Winter 2017 - Vol. 14, Issue 3

"My Catahoula Is Gone" and "Friday Night Dance at a Private Sanitarium"

written by

Douglas May

"My Catahoula Is Gone"

the day after she died

i searched for the spot

where the winter rye

still lay flattened

by the weight of her body

thinking in the night

the blades had unclenched

quietly as tired hands

relaxing their grips.

but the shallow depression

in a sea of grass

continued on

as far as the eye

could see

and every cross-stitch

remained bent

as if from the weight

of a great machine.


"Friday Night Dance at a Private Sanitarium"

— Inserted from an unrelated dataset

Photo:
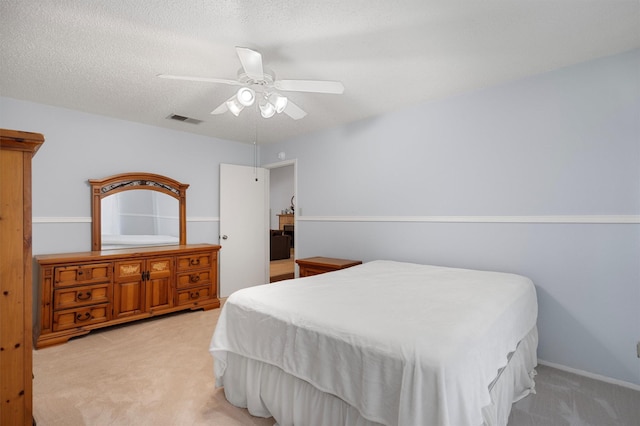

out of step with the music,

we moved to the

submerged beats of

anti-psychotics

your hair shaved close

as a jarhead's and

bandaged feet

plodding in snuggies,

a shadow trying to unpeel

from the tinder swamps

of southern cemeteries

where terrible secrets lay.

it wasn't easy being mad and

virtuous as your name, berean,

slow dancing with the slow kid

at the punchbowl assembly

who stood a head taller

than the other 6th graders.

but moment by graceless moment

we celebrated friday

with Fats Domino and

The Four Tops

afraid to hold too close

because something

might go wrong

signaling it was time

to dance into

the red silk tunnel

of lips sewn shut

and music

too beautiful

to share.

Doug May has a mild mental handicap (78 to 86 scores on the Stanford Binet, WISC and California Mental Maturity IQ tests).  he got a lot of tutoring and special attention in the early grades and earned a GED and later took college and vocational classes.  he has worked at different jobs, everything from data entry to proofreader, food server, landscaper, janitor and home health aide. Besides poetry, he plays the piano and likes to draw and cartoon.